In a significant decision for the class action and litigation funding industry, the Full Federal Court today found in favour of LCM Funding Pty Ltd, ruling that funded class actions are not managed investment schemes (MIS), and thus fall outside the regulatory scheme for MISs established by the Corporations Act. In doing so, the Full Court overturned its earlier decision in Brookfield Multiplex Ltd v International Litigation Funding Partners Pte Ltd (2009) 180 FCR 11 (Brookfield FC).
The Full Court’s decision will remove a costly regulatory burden for litigation funders wishing to commence class actions in Australia and, by extension, reduce the extent to which such costs are sought to be recovered from group members and the defendants to such actions. The majority was quick to emphasise that litigation funding arrangements in class actions will not be unregulated, as they are subject to the close protective and supervisory scrutiny of the Court.
In Brookfield FC, a majority of the Full Federal Court held in 2009 that a litigation funding scheme falls within the definition of an MIS in the Corporations Act, and would therefore be subject to the MIS regulatory regime set out in Chapter 5C of the Corporations Act. The effect of the decision was almost immediately reversed by ASIC and, later, by Labor Government-led amendments to the Corporations Regulations 2001 (Cth) (Regulations), which excluded litigation funding schemes from the MIS regime in the Corporations Act.
That position continued until the Coalition Government amended the Regulations in August 2020, removing the exemption of litigation funding schemes from the MIS regime and requiring litigation funders to comply with the MIS regime. ASIC granted class order relief to litigation funders in respect of some of the MIS requirements, recognising that numerous features of the MIS regime were ill-suited to litigation funding arrangements, but litigation funders were nonetheless required to comply with a meaningful rump of regulatory MIS requirements.
Brookfield FC triggered a 13-year journey of regulatory and executive, rather than legislative, changes flowing from its seminal conclusion – reversed today – that funding schemes are MISs.
The Full Court unanimously held today that the majority decision in Brookfield FC was “plainly wrong”, and that categorising litigation funding schemes as MISs was inconsistent with legislative intention, given the context of the specific provisions making up the MIS regime within the Corporations Act, as well as the provisions governing class actions in the Federal Court of Australia Act 1976 (Cth).
Justice Anderson, in the leading judgment, noted that numerous MIS provisions were incapable of application to litigation funding schemes or otherwise impossible for a typical litigation funding scheme to comply with. Justice Lee described the decision in Brookfield FC as “a case of placing a square peg into a round hole”, which could only be done by adopting an excessively literal interpretation of the relevant provisions of the Corporation Act.

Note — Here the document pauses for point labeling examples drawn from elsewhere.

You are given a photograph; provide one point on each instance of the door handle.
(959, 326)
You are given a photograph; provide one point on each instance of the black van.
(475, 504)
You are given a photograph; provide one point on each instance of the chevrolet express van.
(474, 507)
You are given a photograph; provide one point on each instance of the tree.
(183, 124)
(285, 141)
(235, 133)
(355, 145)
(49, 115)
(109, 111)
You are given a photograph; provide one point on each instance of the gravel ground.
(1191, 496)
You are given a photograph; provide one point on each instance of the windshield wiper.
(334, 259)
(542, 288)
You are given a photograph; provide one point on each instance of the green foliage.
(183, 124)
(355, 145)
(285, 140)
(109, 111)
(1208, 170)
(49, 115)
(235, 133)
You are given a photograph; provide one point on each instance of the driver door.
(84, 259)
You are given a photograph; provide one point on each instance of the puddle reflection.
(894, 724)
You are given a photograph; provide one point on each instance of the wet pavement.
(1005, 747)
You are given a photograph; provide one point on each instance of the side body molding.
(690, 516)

The immediate consequence of the Full Court’s decision is that funded class actions are no longer required to be registered as MISs under applicable law. Litigation funders who are presently funding registered litigation funding schemes will need to decide whether to apply to ASIC to deregister their scheme, wait to see if ASIC decides to deregister litigation funding schemes on their own volition, or continue to operate a registered scheme (in which case, the MIS regime in Chapter 5C will continue to apply). Legislative reform providing for more suitable regulation of the litigation funding industry might follow, but it likely won’t in the short term.
In our observation, the MIS requirements did not meaningfully reduce the appetite of funders to fund class actions in Australia, and so we do not expect the Full Court’s decision to have a meaningful effect on the number of class actions commenced in the future.